# Need Help! External HDD related issue...



## saz (Nov 27, 2013)

Hi,

I have a 500GB WD harddisk, which has two partitions...as I used it for downloading thru torrents via segate dockstar. On one partition Debian (Linux) is installed, the other partitions is used for storage and backup.
Now the problem is that the transfer rate from HDD to PC becomes very low some times it drops to Kb/Sec for large files >1GB. Where as the transfer rate from PC to HDD is fine. I have tried using different USB cables...but the issue still persists.  What could be the issue?

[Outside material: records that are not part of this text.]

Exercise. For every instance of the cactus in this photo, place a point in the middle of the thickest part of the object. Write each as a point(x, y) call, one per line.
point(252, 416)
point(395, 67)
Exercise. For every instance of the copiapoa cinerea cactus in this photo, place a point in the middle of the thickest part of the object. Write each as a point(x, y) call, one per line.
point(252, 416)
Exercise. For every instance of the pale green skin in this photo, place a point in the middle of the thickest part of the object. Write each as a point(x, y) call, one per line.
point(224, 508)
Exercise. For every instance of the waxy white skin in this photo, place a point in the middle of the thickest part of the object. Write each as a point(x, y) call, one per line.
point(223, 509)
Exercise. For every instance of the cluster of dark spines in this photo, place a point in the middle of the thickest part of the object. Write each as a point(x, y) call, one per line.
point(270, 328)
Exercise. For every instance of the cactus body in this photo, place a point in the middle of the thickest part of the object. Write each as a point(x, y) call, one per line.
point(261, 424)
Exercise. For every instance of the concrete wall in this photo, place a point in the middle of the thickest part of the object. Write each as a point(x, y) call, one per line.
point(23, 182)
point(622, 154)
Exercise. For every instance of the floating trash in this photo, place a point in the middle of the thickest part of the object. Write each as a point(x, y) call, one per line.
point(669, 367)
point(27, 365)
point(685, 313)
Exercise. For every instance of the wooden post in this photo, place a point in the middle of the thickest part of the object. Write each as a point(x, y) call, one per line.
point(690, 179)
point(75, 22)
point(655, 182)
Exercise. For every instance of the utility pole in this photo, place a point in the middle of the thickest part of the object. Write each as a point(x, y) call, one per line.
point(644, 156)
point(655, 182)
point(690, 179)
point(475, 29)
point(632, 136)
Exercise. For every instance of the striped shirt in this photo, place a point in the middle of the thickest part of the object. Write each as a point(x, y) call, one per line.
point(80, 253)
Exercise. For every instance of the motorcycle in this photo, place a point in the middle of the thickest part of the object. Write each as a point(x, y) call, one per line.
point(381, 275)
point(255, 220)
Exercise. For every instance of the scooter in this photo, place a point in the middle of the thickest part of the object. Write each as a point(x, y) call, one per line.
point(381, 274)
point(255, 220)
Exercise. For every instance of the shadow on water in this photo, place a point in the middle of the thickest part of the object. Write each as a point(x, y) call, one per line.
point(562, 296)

Does my HDD require RMA?

Also, can some one tell me WD service centers in Delhi?

Thanks!


----------



## bhvm (Nov 27, 2013)

try good old check disk then run defragmenter.


----------



## rijinpk1 (Nov 27, 2013)

can you post screenshot of crystaldisk info software. i dont think the hdd is bad since it is fine on your pc.


----------



## saz (Nov 27, 2013)

Will post crystaldisk info screenshot once I reach home in the evening. I tried check disk and surface scan using EaseUS Partition master....but again the scan rate went too slow with estimate completion time going around 24hrs...i had to stop the surface scan


----------



## bhvm (Nov 28, 2013)

saz said:


> Will post crystaldisk info screenshot once I reach home in the evening. I tried check disk and surface scan using EaseUS Partition master....but again the scan rate went too slow with estimate completion time going around 24hrs...i had to stop the surface scan



it could be that HDD is actually bad. I had a laptop HDD exactly the same way. it just went unbearably slow but never threw errors or stopped. I replaced the same under warranty.


----------



## ramakanta (Nov 28, 2013)

MY WD hard disk getting Slow .. window 7 gave data recovery  warning ,, 




> Instructions For Fixing Hard Disk Errors:
> 
> We strongly recommend that you backup your computer to avoid potential data loss.
> 
> ...


----------



## bssunilreddy (Nov 28, 2013)

ramakanta said:


> MY WD hard disk getting Slow .. window 7 gave data recovery  warning ,,
> 
> 
> 
> ...



Too many de-fragmentations and formats also lead to problems in HDD's. Anyhow use CCleaner and if any problem arises even after that then RMA is the only option.


----------